Should I hire an SEO agency or do this myself?

For most small local businesses, you can handle the first four steps yourself with a few hours of effort. Step 5 (building authority) is where agencies sometimes help, though many overpromise and underdeliver. If you hire someone, ask for specific examples of local businesses they have helped rank, and verify those rankings yourself. Avoid anyone guaranteeing “page one in 30 days.”

How often should I update my Google Business Profile?

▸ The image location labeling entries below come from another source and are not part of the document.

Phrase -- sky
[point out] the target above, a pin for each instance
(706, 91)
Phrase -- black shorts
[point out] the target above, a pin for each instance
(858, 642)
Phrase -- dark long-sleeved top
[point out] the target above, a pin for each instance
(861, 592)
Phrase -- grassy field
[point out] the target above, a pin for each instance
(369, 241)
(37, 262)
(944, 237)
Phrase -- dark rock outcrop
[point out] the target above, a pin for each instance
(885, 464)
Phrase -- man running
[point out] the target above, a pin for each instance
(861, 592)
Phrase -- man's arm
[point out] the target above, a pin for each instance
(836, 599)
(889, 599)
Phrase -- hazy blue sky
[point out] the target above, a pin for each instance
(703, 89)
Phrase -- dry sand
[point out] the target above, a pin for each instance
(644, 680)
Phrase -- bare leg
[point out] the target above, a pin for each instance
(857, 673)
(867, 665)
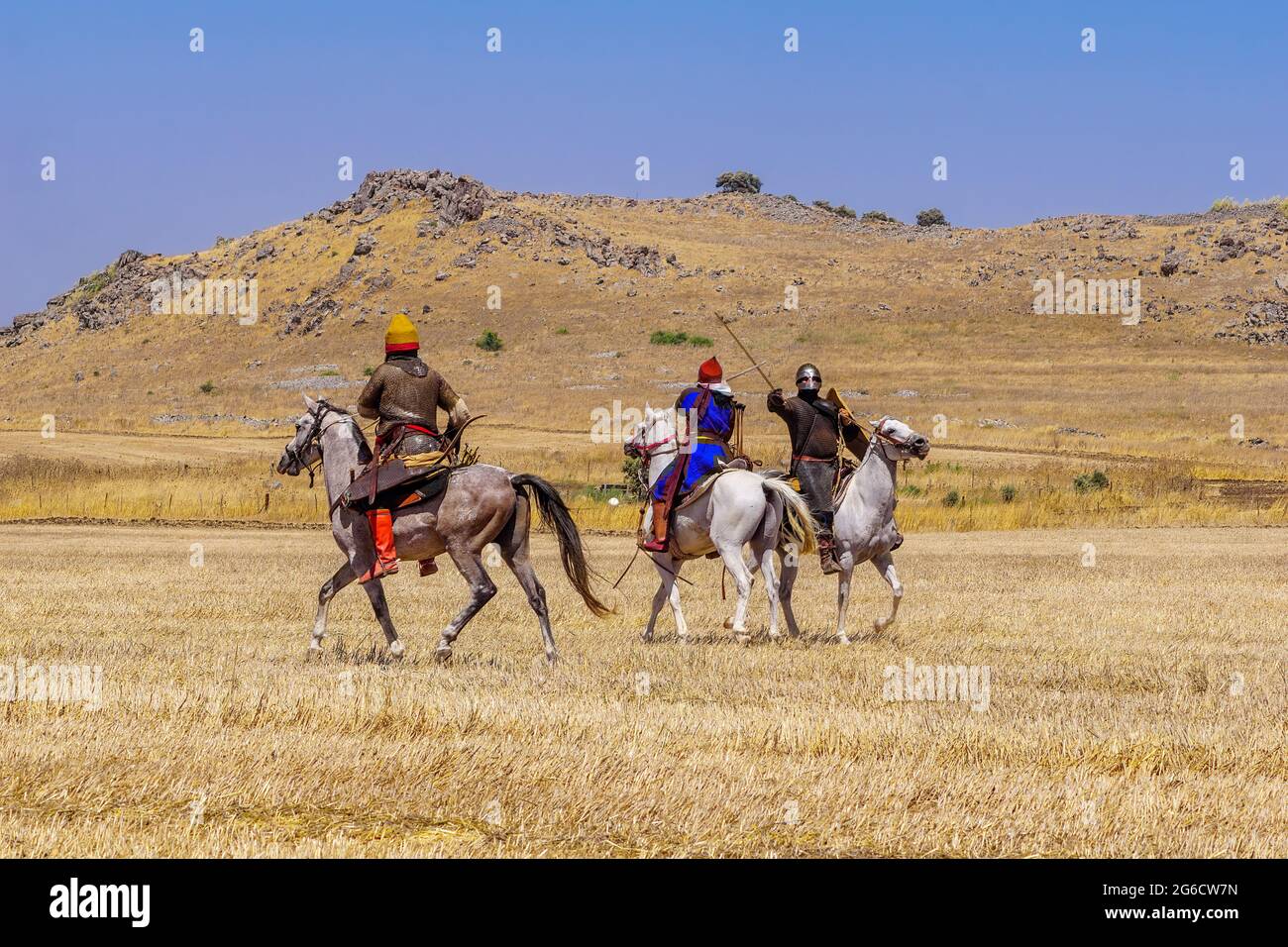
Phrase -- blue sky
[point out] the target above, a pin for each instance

At minimum, weekly. Post updates, photos, offers, or events regularly. Businesses that post weekly get significantly more engagement than those that set up their profile and forget it. Think of it like social media - freshness signals an active, legitimate business to both Google and potential customers.


Summary

Getting your business on Google comes down to five steps that build on each other:

  1. Know your keywords - Find what customers actually search for
  2. Create a Google Business Profile - Essential for any business with a physical location
  3. Write better content - Be genuinely more helpful than competitors
  4. Monitor with Search Console - Catch and fix technical issues fast
  5. Build authority - Earn trust through backlinks, citations, and reviews

Google’s algorithm is complex behind the scenes, but the actions you need to take are straightforward. Choose the right keywords. Create content that answers real questions. Make sure Google can crawl and index your site. Build authority through genuine business activities. Do these things consistently, and your business will appear on Google Search and Google Maps.